Devir, a former venture partner at VC fund Pitango Ventures, liked the idea, and in 2006 Devir and Sharvit founded Pro-IV Medical through the Misgav incubator, bringing Professor Jacob Nusbacher, an internationally known immuno-hematologist, and a consultant to the FDA, with a long career in the field of transfusion medicine, onto the team. Funding came from the government’s Chief Scientist, Trendlines (a private investment group), and other private investors.

The company’s first achievement has been developing the pro-active product PRIDE (Prevent Intravenous Drug Errors), a simple, easy to use solution to prevent errors in infusions, transfusions, and administering IV medication. PRIDE consists of a low-cost, disposable ‘smart valve’, an electronic handheld device, and a software program.
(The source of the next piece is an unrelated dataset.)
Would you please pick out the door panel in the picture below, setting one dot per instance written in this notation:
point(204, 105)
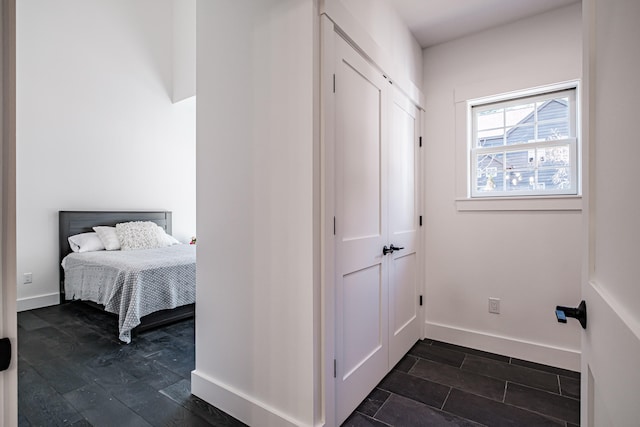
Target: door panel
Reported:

Drugs cannot be administered to the patient unless five “right” conditions are met: “It has to be the right patient; the right drug; the right dose; the right time; and the right route of administration,” explained Sharvit.

The novel valve is like a lock that opens only when the match between the patient, drug, and information system is verified. It is impossible to bluff the system, which requires bar codes for all patients and medications (which dovetails nicely with a new mandatory regulation in the US requiring all patients and all medications to have a bar code).

The nurse or caretaker uses the hand held device to scan a bar code with the patient’s identity, to access the electronic medical order, and to scan the bar code of the drug in the basket.

“We capture the doctor’s order (drug, dosage, time) from the host computer,” said Nusbacher, who has run blood banks for most of his professional career and for a time was the national director of the Canadian Red Cross Blood Service. “If all of the parameters match, a key in the device mechanically opens the valve. It can’t open any other way. The valve is our competitive edge.

“People in the health care system are very busy and stressed, and they are looking for short cuts. We want the operator close up, safety is needed at the point of care,” added Nusbacher. “I have seen tragedies where the wrong patient received a transfusion.”

Nusbacher believes the best way to market the Smart Valve system would be as part of the IV administration set, as an added safety feature. The valve would be in a small housing on the IV set. Pro-IV’s software engineers are also readying models with digital mechanisms.

Pro-IV expects to have a prototype ready within a month, and aims to start clinical trials in the last quarter of this year. According to Sharvit, major companies have already expressed interest in the product, and exploratory discussions are underway for development. He added that investor interest was piqued at a recent Market Reach meeting in Baltimore, sponsored by the Israel Development Council to foster business relations between Israel and Maryland.

“As we know, to err is human,” said Nusbacher. “Recently I spoke to the Chief of an Oncology Department who insisted that his department did not make errors. Two senior nurses, however, admitted that errors were made. They would be happy to be a test site for the product.”